The numbers tell the tale. In 2014, 266 children under five years old had dental surgery on the mid-Island. Yet procedures of this kind don’t become necessary overnight. They follow a long period of neglect in which kids who should have seen a dentist, didn’t.

The First Nations Health Authority runs preventive services on Vancouver Island. Travelling dental hygienists provide fluoride varnishing, sealants and temporary fillings for pre-school kids.

Efforts are also made to educate new mothers on the basics of oral health, such as proper brushing, use of fluoridated toothpaste and avoidance of sugary drinks.

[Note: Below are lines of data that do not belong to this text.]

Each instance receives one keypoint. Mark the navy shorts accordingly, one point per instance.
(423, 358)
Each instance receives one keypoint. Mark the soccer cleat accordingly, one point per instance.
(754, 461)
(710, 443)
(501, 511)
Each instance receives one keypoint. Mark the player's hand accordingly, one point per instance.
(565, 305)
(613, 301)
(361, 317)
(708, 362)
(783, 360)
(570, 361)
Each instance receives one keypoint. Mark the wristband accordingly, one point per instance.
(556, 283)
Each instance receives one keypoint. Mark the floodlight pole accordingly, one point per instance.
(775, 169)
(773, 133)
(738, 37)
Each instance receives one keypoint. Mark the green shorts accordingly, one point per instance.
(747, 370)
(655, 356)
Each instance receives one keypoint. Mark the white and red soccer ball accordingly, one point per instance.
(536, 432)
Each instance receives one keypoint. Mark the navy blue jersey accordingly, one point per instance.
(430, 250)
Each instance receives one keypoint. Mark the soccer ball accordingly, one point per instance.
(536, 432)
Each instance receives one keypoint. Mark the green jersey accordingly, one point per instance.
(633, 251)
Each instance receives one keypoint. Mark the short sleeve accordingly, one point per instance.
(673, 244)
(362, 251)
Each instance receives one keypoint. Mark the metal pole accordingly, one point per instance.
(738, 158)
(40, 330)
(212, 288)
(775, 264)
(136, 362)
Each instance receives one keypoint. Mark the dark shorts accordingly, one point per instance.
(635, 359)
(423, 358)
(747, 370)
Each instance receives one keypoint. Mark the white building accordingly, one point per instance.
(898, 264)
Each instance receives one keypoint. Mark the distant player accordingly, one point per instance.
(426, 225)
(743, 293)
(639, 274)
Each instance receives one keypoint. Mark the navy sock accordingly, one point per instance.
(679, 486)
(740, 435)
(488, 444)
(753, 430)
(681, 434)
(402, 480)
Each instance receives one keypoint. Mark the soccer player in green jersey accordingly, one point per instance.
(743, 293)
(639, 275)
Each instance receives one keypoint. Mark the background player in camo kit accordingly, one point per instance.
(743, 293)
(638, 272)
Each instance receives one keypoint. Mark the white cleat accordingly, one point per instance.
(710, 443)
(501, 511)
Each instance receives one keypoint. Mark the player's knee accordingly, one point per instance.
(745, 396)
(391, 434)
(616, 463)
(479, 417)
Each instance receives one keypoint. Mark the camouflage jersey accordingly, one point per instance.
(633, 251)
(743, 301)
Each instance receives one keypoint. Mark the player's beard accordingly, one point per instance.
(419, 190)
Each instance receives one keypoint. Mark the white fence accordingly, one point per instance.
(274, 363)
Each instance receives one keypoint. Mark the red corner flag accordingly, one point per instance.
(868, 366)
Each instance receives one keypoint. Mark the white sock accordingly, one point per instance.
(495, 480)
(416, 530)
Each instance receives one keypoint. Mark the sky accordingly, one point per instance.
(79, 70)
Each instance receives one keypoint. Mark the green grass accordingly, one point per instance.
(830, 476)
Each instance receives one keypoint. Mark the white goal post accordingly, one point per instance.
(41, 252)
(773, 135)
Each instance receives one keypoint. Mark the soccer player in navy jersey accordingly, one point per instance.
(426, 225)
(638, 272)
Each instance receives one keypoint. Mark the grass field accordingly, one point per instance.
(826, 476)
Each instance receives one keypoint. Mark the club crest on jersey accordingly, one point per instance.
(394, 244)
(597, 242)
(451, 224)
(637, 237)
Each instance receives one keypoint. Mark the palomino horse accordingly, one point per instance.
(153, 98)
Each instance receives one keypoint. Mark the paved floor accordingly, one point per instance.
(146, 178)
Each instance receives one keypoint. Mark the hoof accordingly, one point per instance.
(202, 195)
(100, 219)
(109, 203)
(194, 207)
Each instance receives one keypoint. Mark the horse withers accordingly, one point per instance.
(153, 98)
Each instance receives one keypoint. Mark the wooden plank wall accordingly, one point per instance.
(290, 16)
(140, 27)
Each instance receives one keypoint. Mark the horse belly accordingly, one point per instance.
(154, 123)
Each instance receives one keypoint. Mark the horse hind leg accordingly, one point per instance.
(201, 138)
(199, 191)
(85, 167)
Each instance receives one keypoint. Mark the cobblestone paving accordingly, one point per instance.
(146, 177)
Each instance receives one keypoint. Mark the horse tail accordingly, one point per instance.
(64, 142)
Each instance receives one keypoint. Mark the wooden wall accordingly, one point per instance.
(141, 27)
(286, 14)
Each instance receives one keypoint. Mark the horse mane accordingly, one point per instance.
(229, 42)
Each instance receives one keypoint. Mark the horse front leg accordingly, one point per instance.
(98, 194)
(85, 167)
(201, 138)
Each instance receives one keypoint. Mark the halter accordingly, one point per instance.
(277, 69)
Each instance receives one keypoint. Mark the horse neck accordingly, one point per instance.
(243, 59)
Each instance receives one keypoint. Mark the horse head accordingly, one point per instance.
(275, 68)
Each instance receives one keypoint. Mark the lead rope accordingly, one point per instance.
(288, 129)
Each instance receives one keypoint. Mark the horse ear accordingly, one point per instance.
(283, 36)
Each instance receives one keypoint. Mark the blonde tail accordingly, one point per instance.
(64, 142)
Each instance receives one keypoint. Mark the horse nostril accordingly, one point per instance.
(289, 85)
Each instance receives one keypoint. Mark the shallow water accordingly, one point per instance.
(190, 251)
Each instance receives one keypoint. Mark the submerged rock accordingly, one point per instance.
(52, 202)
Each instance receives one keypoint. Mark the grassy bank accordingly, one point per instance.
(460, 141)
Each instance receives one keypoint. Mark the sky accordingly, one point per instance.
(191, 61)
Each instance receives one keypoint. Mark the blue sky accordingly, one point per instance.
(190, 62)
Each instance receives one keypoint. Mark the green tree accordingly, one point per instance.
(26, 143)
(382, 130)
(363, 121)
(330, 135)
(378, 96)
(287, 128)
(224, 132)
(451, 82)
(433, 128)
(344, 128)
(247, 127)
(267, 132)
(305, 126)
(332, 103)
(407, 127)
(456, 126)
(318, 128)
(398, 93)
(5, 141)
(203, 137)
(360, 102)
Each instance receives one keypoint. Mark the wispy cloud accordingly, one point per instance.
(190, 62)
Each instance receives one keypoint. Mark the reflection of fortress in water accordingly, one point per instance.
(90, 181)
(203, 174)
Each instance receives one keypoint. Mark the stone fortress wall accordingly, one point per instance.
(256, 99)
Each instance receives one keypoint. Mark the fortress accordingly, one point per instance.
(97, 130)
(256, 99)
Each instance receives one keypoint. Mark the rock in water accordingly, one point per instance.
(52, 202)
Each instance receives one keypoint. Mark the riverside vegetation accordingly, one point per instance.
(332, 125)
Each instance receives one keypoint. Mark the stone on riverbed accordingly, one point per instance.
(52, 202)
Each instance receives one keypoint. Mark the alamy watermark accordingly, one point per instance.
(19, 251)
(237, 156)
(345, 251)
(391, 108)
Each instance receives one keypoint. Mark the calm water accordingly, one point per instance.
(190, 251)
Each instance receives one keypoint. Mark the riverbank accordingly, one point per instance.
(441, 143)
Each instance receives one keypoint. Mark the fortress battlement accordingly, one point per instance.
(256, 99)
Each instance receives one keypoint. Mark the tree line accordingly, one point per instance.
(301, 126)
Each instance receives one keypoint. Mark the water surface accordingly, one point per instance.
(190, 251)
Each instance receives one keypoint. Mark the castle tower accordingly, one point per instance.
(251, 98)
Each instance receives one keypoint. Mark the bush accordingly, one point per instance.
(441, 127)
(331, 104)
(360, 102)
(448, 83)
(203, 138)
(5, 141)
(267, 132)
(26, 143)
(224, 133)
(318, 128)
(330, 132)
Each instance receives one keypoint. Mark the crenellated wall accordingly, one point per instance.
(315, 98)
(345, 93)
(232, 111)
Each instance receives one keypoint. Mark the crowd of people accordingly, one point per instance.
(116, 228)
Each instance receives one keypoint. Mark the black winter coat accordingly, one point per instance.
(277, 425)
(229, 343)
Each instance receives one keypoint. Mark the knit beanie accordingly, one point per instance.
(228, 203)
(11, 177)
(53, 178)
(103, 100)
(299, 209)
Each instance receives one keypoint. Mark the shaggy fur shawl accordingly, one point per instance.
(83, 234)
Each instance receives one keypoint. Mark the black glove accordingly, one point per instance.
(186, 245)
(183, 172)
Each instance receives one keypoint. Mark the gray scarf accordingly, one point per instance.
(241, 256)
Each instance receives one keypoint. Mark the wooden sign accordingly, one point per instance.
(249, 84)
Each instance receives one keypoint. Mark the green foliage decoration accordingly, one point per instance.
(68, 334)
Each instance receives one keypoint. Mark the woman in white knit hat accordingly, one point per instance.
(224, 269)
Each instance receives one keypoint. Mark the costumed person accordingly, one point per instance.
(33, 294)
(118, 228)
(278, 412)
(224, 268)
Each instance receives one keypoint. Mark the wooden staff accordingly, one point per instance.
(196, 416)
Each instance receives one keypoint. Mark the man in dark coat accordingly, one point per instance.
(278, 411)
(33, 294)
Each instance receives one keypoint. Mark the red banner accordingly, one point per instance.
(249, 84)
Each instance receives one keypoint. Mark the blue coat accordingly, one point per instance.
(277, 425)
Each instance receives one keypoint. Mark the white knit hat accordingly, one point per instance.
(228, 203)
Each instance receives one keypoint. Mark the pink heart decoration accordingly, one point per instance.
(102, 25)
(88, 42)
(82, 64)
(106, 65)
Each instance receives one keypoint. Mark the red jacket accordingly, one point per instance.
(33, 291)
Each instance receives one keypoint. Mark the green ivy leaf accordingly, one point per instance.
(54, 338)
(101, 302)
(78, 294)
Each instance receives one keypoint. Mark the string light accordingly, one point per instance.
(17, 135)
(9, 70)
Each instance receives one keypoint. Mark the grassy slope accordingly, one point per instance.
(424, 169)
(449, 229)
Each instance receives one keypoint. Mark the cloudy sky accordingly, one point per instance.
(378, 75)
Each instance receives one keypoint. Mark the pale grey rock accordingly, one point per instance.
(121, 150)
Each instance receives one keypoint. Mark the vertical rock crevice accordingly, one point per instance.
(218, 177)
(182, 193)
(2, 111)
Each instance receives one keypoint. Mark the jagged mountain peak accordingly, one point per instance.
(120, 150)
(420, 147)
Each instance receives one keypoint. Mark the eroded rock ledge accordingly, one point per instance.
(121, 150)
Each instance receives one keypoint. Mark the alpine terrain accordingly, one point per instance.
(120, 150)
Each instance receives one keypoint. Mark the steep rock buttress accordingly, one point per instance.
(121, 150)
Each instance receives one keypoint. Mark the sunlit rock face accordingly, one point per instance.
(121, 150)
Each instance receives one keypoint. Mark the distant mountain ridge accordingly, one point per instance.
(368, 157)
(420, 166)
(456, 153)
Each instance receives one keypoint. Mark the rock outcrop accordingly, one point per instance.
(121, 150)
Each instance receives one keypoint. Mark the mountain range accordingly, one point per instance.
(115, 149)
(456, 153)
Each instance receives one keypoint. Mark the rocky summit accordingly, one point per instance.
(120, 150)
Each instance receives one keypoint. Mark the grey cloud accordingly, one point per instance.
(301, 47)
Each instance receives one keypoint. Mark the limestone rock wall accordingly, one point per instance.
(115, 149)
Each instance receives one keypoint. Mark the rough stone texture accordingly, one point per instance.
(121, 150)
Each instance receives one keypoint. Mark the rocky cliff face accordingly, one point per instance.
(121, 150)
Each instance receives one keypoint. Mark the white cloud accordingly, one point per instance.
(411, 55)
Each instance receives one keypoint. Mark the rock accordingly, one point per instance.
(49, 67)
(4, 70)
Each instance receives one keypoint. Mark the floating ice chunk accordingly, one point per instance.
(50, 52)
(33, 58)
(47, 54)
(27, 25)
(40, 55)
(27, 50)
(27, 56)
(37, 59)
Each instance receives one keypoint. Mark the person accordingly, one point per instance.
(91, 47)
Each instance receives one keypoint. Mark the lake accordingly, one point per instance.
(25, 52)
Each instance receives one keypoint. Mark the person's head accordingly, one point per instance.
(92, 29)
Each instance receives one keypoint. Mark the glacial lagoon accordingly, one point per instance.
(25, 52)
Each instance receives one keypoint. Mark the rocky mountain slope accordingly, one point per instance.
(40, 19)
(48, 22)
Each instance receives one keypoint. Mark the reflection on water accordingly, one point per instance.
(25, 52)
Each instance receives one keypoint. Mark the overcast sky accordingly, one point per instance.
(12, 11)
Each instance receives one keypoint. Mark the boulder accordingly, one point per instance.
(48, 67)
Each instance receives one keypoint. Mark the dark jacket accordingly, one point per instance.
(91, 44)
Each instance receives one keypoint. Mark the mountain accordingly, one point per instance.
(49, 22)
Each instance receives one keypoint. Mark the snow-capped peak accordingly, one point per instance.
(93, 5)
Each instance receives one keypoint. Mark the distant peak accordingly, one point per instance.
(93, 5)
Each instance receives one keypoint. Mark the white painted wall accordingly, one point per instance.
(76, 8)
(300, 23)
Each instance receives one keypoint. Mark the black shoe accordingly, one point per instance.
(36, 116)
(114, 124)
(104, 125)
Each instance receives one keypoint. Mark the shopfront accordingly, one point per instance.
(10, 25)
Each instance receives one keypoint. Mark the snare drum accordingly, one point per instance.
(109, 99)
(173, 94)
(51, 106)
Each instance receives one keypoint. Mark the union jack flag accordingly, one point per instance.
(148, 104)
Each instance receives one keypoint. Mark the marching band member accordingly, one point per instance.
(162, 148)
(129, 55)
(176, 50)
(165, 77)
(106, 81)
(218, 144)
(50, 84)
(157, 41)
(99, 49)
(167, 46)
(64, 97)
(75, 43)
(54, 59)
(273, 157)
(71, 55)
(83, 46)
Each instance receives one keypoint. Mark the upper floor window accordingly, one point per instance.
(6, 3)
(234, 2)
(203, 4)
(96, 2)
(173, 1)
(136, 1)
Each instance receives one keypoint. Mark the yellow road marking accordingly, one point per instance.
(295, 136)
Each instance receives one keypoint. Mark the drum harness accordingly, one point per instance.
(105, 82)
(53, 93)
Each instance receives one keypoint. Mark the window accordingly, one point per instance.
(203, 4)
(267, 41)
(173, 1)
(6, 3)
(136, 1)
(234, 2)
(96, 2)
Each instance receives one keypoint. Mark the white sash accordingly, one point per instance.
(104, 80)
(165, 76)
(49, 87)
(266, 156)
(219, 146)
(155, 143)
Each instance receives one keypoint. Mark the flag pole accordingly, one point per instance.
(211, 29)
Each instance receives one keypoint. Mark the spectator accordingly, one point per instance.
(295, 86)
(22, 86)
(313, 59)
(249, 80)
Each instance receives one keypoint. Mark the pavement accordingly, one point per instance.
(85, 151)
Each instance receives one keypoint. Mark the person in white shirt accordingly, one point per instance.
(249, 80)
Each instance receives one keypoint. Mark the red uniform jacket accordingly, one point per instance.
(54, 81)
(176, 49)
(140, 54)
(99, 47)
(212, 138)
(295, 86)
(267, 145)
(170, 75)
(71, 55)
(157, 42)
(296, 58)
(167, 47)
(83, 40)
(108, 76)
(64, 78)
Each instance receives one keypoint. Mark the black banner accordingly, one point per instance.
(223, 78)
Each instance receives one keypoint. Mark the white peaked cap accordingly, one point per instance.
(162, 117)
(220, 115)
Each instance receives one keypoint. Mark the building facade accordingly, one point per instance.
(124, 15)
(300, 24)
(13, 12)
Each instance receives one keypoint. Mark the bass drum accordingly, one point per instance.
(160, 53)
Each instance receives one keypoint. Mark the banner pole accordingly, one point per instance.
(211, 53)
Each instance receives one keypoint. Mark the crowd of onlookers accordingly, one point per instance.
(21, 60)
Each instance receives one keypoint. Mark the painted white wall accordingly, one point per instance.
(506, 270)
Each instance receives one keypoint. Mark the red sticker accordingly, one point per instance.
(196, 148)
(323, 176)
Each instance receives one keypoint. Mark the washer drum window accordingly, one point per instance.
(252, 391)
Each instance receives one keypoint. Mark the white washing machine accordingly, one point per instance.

But that only intensifies the mystery. Why does this problem persist?

Economics play a major role. Dentists in private practice (and those are the great majority) find it financially impractical to open offices in small communities. As a result, many villages on the mid-Island have no resident dentist. Itinerant services, however important, leave too many gaps.

And here we come to the nub of the matter. There is not a single difficulty to overcome, there are many.

Given time, the FNHA is by far the best-placed agency to break down cultural and geographic impediments. However, it is only three years old, and not yet fully up to speed.

Island Health lends a hand, but the hard truth is this: The resources committed to date are not sufficient. There are hundreds, likely thousands, of young children who have a right to expect better.